For Burberry’s spring/summer 2021 offering, Riccardo Tisci enlisted a white-clad crew who performed a macabre dance, live-streamed on the gaming platform, Twitch. He expressed in his show notes: “I wanted to create this incredible experience bringing together technology, live performance and to then explore the dialogue they have with each other.”
This season’s dalliance with dance is telling of fashion’s relationship with technology and the moving image. Where fashion photography used to be mostly still and static, the rise of video has allowed for designers and dancers alike to fully harness the magic of movement and connection.
“When dance is experienced through a screen, there are other elements that can come into play, such as framing, effects, cut scenes and transitions,” says movement artist and dancer, Maybelle Lek. “The audience becomes more than just a spectator, but also an observer, a voyager or any role that the choreographer or director wants you to experience.”
The same can be said of the changing state of fashion presentation. Over at Maison Margiela, John Galliano collaborated with Nick Knight to produce a 45-minute film, interspersed with scenes of tango. Also of note was the season’s campaign imagery—choreographed gestures captured in blurry motion, with an abundance of splashes as dancers made contact with a wet dance floor.
“The traditional and monotonous rhythm of the fashion runway has been broken up by the cinematic, rich and virtuosic movement of dancers that tell a different, and often more inclusive, story of the body,” Wong adds. “This is where fashion found its way back to dance. Dance moves an audience to feel for the fashion presented and draws the audience close. Fashion, after all, is made to be seen in movement.”
At Gucci, Alessandro Michele’s fascination with the art form lies in the talents that captivate us. In the seven-part film series, GucciFest, episode four is dedicated to the theatre and its resident performers. Michele recruits famed German choreographer, Sasha Waltz’s dance troupe, Sasha Waltz & Guests, to star in this episode, also featuring them as one of the many faces for the brand’s spring/summer 2021 collection.
As a dancer, Lek has had to pivot to remote performance, too. “Watching dance through a screen reinforces that idea of a fourth wall,” she tells me. “Dance film has certainly been a great alternative that has provided performers and choreographers like myself opportunities to still present our work to audiences even though we’re living in a time when physical contact or proximity is not encouraged.”

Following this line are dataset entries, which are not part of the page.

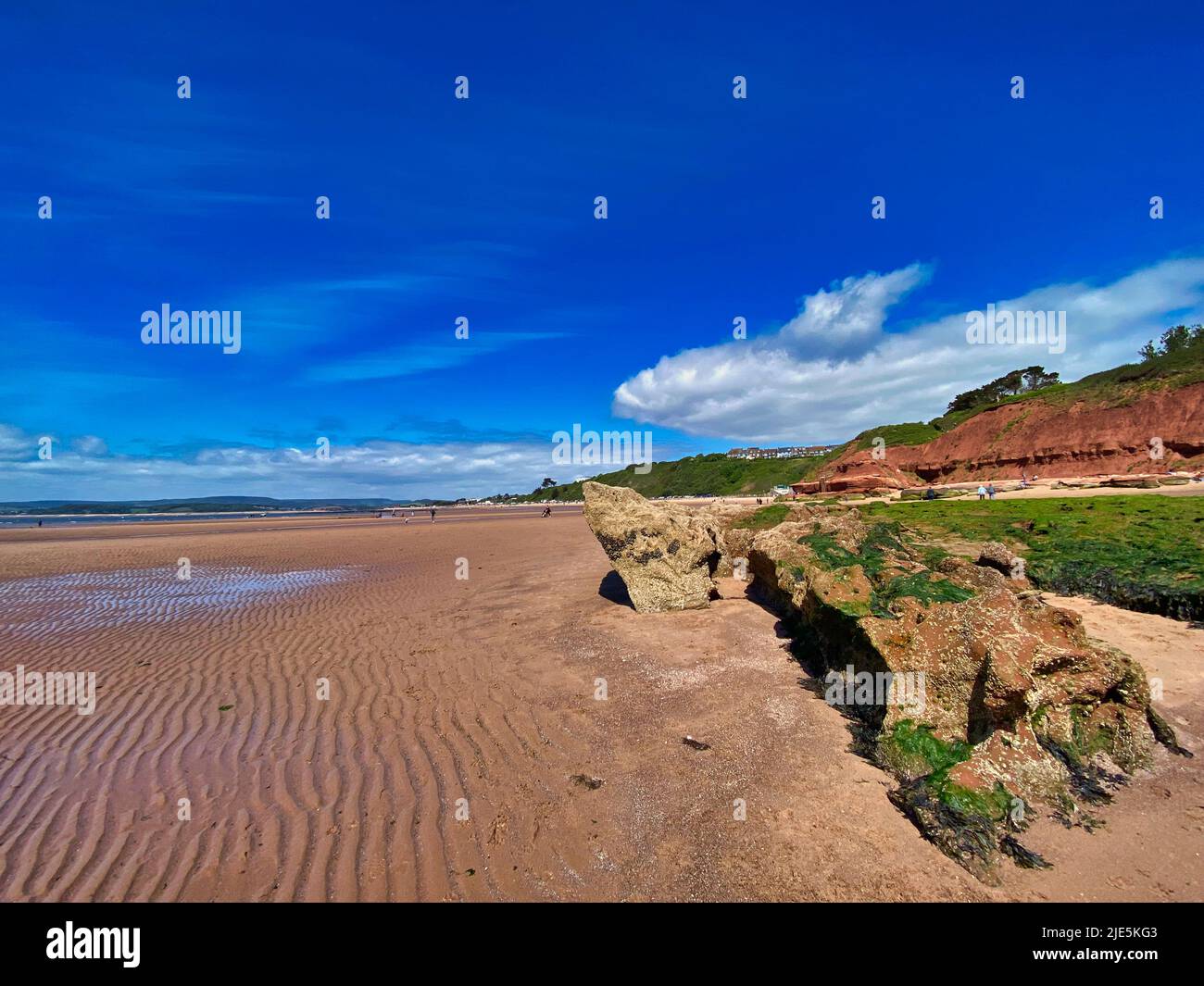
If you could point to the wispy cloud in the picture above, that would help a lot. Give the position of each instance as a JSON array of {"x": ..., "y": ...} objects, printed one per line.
[
  {"x": 82, "y": 468},
  {"x": 834, "y": 368}
]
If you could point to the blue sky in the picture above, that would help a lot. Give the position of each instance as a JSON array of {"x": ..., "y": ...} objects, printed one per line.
[{"x": 484, "y": 208}]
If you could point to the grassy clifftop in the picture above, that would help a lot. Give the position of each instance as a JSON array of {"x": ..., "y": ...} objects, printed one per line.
[
  {"x": 698, "y": 476},
  {"x": 1110, "y": 388},
  {"x": 1143, "y": 553}
]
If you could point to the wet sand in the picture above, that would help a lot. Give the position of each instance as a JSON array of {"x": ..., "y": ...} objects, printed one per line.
[{"x": 460, "y": 710}]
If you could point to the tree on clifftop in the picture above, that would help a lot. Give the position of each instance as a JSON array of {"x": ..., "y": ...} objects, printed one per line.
[
  {"x": 1008, "y": 385},
  {"x": 1174, "y": 340}
]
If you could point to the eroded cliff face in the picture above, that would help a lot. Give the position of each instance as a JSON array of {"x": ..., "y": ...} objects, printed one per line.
[
  {"x": 985, "y": 704},
  {"x": 1056, "y": 441}
]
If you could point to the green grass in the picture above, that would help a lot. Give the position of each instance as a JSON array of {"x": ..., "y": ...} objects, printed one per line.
[
  {"x": 919, "y": 585},
  {"x": 765, "y": 518},
  {"x": 1144, "y": 553},
  {"x": 1111, "y": 388}
]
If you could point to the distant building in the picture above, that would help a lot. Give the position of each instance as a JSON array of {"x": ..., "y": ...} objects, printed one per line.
[{"x": 786, "y": 452}]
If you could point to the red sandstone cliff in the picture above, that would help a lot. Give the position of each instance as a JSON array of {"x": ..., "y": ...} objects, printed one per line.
[{"x": 1084, "y": 438}]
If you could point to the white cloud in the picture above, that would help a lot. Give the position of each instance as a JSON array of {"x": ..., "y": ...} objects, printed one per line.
[
  {"x": 834, "y": 369},
  {"x": 83, "y": 469}
]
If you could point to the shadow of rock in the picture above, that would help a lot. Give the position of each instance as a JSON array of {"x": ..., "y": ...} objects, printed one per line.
[{"x": 612, "y": 588}]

Like fashion, dance is intimately and deeply about live connection. Lek shares that the sensations we feel in our bodies when we watch a live dance performance—the feeling as though we’re moving with a dancer onstage—is known as kinaesthetic empathy. “That is the magic of live performances to me.”
For as long as remote presentations and virtual collections stick around, the experience of fashion has been and continues to flatten. But for designers, dancers and audiences, it seems dance provides us with an antidote that restores movement, freedom and rhythm. Until fashion returns to pre-pandemic levels of physical contact, we can rest assured that the art of dance is holding down the fort with kinaesthetic—and sartorial—empathy.